Answer:
Magnitude: 0.5 N
Direction: 0 degrees
Step-by-step explanation:
Going to be honest, I do not understand the magnitude of R, but what I can explain is the direction.
So, following the steps, we find that the magnitude of A (coulomb's constant k times (q1 x q3)/dq13^2) = 1.798 Newtons
The magnitude of B is the same because q1 = q2 in this scenario
Using SohCahToa, we can find the angle of vector A = about 36.9 degrees
since q1 is 0.3 meters away from the x-axis (this is our opposite side) and the distance between q1 and q3 is 0.5 (our hypotenuse because the x-axis and y-axis make a right angle) this means that we can use this for our formula,
the sine of angle A = opposite side / hypotenuse side
Sine of angle A = 0.3m / 0.5m
Angle A = (inverse Sine) of 0.3m/0.5m
Angle A = 36.9 degrees
Using that we can get the x and y components of each vector:
The x component of A will be A cosine angle A which is
Ax = 1.798 N times (cosine(36.9 degrees)) = 1.44 N
The y component of A will be NEGATIVE A sine angle A
The reason why it is negative is because for the A vector, it has a negative slope so its y value is continually decreasing, so it makes sense for it's resulting vector to have the same y decrease.

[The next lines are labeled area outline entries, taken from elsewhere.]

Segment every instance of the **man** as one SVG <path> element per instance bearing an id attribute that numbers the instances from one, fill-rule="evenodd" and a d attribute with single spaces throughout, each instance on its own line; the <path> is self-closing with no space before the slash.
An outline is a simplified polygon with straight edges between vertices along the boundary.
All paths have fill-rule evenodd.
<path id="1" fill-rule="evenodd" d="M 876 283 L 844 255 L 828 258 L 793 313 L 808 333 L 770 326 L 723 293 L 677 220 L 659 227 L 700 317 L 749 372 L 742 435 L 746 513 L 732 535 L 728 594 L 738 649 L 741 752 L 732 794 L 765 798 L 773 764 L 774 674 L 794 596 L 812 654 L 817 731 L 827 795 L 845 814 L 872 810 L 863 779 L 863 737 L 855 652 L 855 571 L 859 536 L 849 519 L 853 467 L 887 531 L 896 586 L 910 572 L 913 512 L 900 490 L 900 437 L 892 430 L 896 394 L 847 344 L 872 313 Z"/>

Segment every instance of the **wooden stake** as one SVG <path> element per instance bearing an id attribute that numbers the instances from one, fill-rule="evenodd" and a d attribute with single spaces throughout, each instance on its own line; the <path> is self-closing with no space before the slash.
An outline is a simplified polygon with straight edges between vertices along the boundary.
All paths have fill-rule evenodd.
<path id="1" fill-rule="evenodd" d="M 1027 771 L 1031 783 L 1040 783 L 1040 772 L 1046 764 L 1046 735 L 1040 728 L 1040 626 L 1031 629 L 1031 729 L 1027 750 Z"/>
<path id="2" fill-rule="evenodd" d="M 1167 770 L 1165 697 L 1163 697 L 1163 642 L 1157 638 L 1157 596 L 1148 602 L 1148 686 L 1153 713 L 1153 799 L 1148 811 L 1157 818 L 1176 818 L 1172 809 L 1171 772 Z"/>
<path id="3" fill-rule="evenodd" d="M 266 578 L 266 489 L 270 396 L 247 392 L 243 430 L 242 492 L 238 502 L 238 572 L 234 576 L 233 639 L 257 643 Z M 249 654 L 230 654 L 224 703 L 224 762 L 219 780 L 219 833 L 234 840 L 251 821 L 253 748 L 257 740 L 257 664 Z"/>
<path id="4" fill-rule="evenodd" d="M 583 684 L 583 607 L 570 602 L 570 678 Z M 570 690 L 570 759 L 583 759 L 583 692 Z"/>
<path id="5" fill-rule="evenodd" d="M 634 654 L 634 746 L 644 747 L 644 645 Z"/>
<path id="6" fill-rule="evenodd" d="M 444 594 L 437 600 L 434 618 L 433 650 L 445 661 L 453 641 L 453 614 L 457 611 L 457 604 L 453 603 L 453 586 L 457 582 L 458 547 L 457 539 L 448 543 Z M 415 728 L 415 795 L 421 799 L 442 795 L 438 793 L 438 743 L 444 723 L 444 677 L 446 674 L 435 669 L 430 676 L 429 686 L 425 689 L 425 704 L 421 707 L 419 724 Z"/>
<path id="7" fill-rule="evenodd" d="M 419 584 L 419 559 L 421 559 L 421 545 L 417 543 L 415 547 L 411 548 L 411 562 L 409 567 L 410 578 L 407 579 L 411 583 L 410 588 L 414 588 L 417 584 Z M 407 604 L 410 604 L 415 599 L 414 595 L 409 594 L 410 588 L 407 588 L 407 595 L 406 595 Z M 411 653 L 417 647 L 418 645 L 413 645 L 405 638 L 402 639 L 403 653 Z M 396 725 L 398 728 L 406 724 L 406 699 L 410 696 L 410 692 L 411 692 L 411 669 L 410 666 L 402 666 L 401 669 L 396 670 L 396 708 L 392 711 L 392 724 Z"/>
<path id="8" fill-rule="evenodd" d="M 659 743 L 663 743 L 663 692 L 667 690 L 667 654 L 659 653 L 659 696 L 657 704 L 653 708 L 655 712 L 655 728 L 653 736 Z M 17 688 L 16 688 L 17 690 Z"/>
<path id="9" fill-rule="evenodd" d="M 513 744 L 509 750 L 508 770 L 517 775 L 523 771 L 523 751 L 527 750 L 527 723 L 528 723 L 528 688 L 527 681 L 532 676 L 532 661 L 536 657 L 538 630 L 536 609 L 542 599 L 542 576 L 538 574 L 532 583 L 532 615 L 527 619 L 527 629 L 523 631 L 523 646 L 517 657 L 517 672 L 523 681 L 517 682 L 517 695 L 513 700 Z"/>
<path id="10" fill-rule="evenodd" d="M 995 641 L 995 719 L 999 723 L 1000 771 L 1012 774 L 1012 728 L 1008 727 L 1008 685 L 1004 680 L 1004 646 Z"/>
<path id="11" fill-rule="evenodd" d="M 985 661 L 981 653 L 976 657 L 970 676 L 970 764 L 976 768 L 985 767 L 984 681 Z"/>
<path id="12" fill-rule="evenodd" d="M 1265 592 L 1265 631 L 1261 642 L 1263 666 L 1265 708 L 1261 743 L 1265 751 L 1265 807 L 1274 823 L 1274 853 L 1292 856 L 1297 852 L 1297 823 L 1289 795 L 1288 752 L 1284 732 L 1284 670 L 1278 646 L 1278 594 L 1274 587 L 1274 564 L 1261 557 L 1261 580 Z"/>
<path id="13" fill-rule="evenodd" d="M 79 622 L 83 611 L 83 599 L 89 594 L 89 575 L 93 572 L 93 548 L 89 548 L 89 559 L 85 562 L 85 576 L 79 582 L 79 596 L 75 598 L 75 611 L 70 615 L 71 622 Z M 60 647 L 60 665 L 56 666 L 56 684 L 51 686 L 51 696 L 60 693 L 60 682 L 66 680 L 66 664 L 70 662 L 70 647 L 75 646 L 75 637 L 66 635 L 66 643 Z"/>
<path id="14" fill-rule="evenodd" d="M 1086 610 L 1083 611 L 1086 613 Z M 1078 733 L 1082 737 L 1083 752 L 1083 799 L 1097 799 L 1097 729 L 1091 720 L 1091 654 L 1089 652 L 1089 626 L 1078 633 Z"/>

Ay = (-1.798)(sine(36.9)) = -1.079 N
Now we can do the same with B.
Since B = A IN THIS SCENARIO, the values will be the same,
Bx = 1.798 N times (cosine(36.9 degrees) = 1.44 N
BUT with the y value here, it is actually INCREASING
so:
By = 1.798 N times (sine(36.9 degrees)) = 1.079 N
So the next step is to sum these values.
Rx = Ax + Bx = 1.44 N + 1.44 N = 2.88 N
The x component of vector R is 2.88 N.
Ry = Ay + By = -1.079 N + 1.079 N = 0 N.
The y component of vector R is 0.
Basically, it is traveling straight along the x-axis. This makes sense because the forces of each particle were repelling this one at an EQUAL MAGNITUDE (q1 = q2) So, the direction is 0 degrees because even following the steps, (tan-1 times (Ry over Rx)) is 0/2.88. This will be 0.